My name is Monica. I'm a data nerd and washed up soccer player who can still claim a couple of D3 records to her name. Of course with the world cup I wanted to jump in and get my hands dirty.
How did I get here? I work for Starburst as a Developer Advocate and I'm always on the prowl for fun creative datasets to create example projects from. I'm much more motivated when the data is something interesting, and with the upcoming webinars I had, I thought why not do a demo involving women's world cup data. I then found Gustavo's analysis, and figured I'd do my part here to support women's sports - I can do my part and analyze the women's data and popularize the tournament just a little bit more. #EqualityinSport
Instead of just doing a demo for Starburst, I decided to push myself out of my comfort zone and try predictive analysis for the women's world cup. One small step for women's equality, one giant leap for Monica.
A big thank you and major credit towards Gustavo Santos who's project on the men's world cup I then recreated for the women. You can view his initial work here.
I plan to write a four part article series around this - The Introduction, The Data Wrangling, The Analysis, and The Result. Here's the TLDR for each one.
Basically everything you read above, with the added thank you to my favorite collaborator @emiller who was an awesome rubber duck to pair program with.
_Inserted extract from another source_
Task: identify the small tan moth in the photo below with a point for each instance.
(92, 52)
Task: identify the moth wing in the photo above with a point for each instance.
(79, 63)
Every project starts with the data wrangling. I found this Kaggle dataset, then did some data cleaning to only take into account data from the last 20 years. I also filtered the data to only consider countries that were in the world cup. The data was not fully up to date, so I updated the data from any international matches including these teams within the last year.
I used the CatBoost algorithm for my predictive analysis. The train model notebook is where I ran the analysis to create my model. Much of this was me simplifying Gustavo's previous work and tailoring it to my needs. I also weighted every match equally, so instead of the home team being weighted differently than the away team, those outcomes were statistically equally probable.
My run predictions notebook is where I then used the trained model to produce probabilities for all the results. These results can be found in the model generated predictions folder.
Based on the group play predictions, I then ran through all the playoff games and built out the full bracket.
Just like I make most decisions, all my predictions were based on my gut. I didn't really do as much research as I would have liked, and really just solely put all my biases out there. You can find my predictions in the Monica's predictions folder. I have all my group winners, and then also have published my personal bracket. I will check back throughout the tournament to see who's winning - Me or the Algorithm.